Put another way, if the cost of asking questions is very small, a large number of people ask questions and this leads to a lot of competition for the attention of users who may be able to provide answers. “All questions are fighting for attention from the same finite number of people in that community,” says Sharma. “Then the likelihood of getting an answer to a particular question goes down and people drop out and stop asking questions.”
Indeed, researchers believe that the quality of the online community is largely determined by the percentage of questions answered. Bassamboo illustrates this idea with a personal example: “If I’m teaching with my kids and we Google a question, we get really excited when we find a place where someone asked the same question. But it is frustrating when you see that there is no answer to the question. It’s like the end of the road.”

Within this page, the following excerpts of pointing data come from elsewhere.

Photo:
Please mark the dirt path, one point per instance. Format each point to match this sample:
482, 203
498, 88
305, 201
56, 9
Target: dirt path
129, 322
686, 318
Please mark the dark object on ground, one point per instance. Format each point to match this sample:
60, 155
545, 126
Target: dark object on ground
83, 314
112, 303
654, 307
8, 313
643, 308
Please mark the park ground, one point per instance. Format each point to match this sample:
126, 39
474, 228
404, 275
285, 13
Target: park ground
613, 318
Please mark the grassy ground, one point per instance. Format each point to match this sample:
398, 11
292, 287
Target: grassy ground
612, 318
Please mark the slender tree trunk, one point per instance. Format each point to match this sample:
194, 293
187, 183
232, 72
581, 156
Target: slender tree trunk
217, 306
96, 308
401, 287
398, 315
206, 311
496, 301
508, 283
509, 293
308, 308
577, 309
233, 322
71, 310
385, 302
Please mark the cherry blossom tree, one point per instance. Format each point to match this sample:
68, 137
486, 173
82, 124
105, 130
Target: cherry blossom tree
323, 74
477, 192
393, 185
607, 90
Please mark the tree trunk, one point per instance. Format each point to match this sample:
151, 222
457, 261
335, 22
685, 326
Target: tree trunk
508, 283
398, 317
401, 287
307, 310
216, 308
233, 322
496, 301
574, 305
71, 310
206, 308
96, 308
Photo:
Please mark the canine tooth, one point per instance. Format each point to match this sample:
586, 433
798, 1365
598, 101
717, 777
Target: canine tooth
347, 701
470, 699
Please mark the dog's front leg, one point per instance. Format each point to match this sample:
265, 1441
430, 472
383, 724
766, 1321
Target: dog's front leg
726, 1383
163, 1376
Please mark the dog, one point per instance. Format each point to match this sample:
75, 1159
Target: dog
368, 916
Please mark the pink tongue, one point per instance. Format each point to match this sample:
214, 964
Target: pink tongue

The conclusion is that imposing a moderate cost for asking questions and thereby increasing the percentage of questions answered can improve the overall quality, effectiveness and sustainability of online communities.
Get answers to more questions
The findings suggest practical advice for those seeking to develop strong online communities.
“You want a community where not only good questions are asked, but good questions are answered,” says Bassamboo. “So you want to raise the bar of asking a question by penalizing weak or vague questions, resulting in more precise, specific questions. It’s worth spending some effort and energy there.”
For example, a community could go so far as to block the IP addresses of those whose questions are repeatedly deemed weak. Or a community might seek to improve the answer rate by directing questions to certain participants who are more likely to give a good answer. “If the system knows you might have the answer, it should be structured to match your questions,” says Bassamboo.
Sharma notes another, even more effective way that high-profile communities boost response rates: “On Apple’s platform, the cost of asking questions is not very high. So they spent some money putting their own representatives on the platform to answer more difficult questions. This avoids the situation where people with difficult questions never get an answer because they’ve never been seen by someone knowledgeable enough to answer them.”